Two is Too Many

There is a key rule that I personally operate by when I’m doing incremental development and design, which I call “two is too many.” It’s how I implement the “be only as generic as you need to be” rule from the Three Flaws of Software Design.

Essentially, I know exactly how generic my code needs to be by noticing that I’m tempted to cut and paste some code, and then instead of cutting and pasting it, designing a generic solution that meets just those two specific needs. I do this as soon as I’m tempted to have two implementations of something.

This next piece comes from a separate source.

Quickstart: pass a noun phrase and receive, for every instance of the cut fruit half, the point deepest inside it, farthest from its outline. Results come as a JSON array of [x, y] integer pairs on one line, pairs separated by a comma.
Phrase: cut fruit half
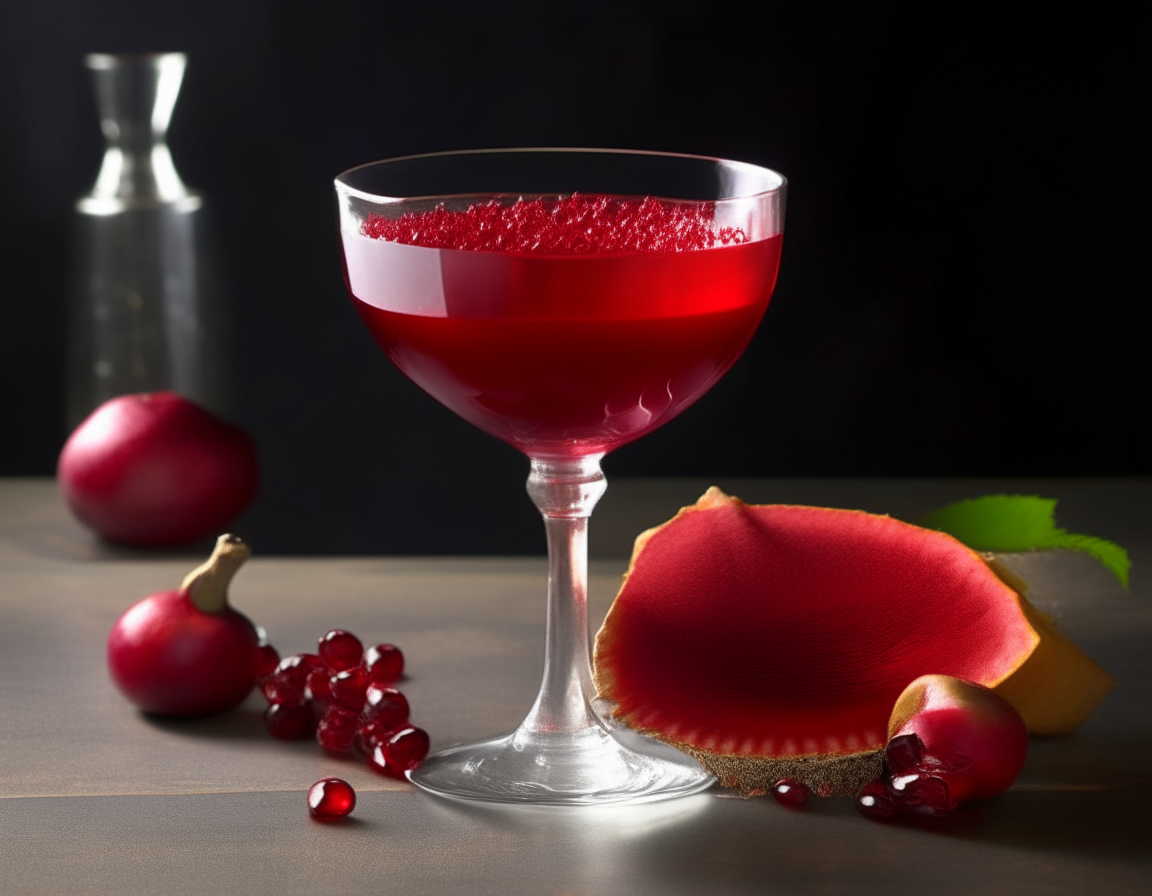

For example, let’s say I was designing an audio decoder, and at first I only supported WAV files. Then I wanted to add an MP3 parser to the code. There would definitely be common parts to the WAV and MP3 parsing code, and instead of copying and pasting any of it, I would immediately make a superclass or utility library that did only what I needed for those two implementations.

The key aspect of this is that I did it right away—I didn’t allow there to be two competing implementations; I immediately made one generic solution. The next important aspect of this is that I didn’t make it too generic—the solution only supports WAV and MP3 and doesn’t expect other formats in any way.

Another part of this rule is that a developer should ideally never have to modify one part of the code in a similar or identical way to how they just modified a different part of it. They should not have to “remember” to update Class A when they update Class B. They should not have to know that if Constant X changes, you have to update File Y. In other words, it’s not just two implementations that are bad, but also two locations. It isn’t always possible to implement systems this way, but it’s something to strive for.

If you find yourself in a situation where you have to have two locations for something, make sure that the system fails loudly and visibly when they are not “in sync.” Compilation should fail, a test that always gets run should fail, etc. It should be impossible to let them get out of sync.

And of course, the simplest part of this rule is the classic “Don’t Repeat Yourself” principle—don’t have two constants that represent the same exact thing, don’t have two functions that do the same exact thing, etc.

There are likely other ways that this rule applies. The general idea is that when you want to have two implementations of a single concept, you should somehow make that into a single implementation instead.

When refactoring, this rule helps find things that could be improved and gives some guidance on how to go about it. When you see duplicate logic in the system, you should attempt to combine those two locations into one. Then if there is another location, combine that one into the new generic system, and proceed in that manner. That is, if there are many different implementations that need to be combined into one, you can do incremental refactoring by combining two implementations at a time, as long as combining them does actually make the system simpler (easier to understand and maintain). Sometimes you have to figure out the best order in which to combine them to make this most efficient, but if you can’t figure that out, don’t worry about it—just combine two at a time and usually you’ll wind up with a single good solution to all the problems.

It’s also important not to combine things when they shouldn’t be combined. There are times when combining two implementations into one would cause more complexity for the system as a whole or violate the Single Responsibility Principle. For example, if your system’s representation of a Car and a Person have some slightly similar code, don’t solve this “problem” by combining them into a single CarPerson class. That’s not likely to decrease complexity, because a CarPerson is actually two different things and should be represented by two separate classes.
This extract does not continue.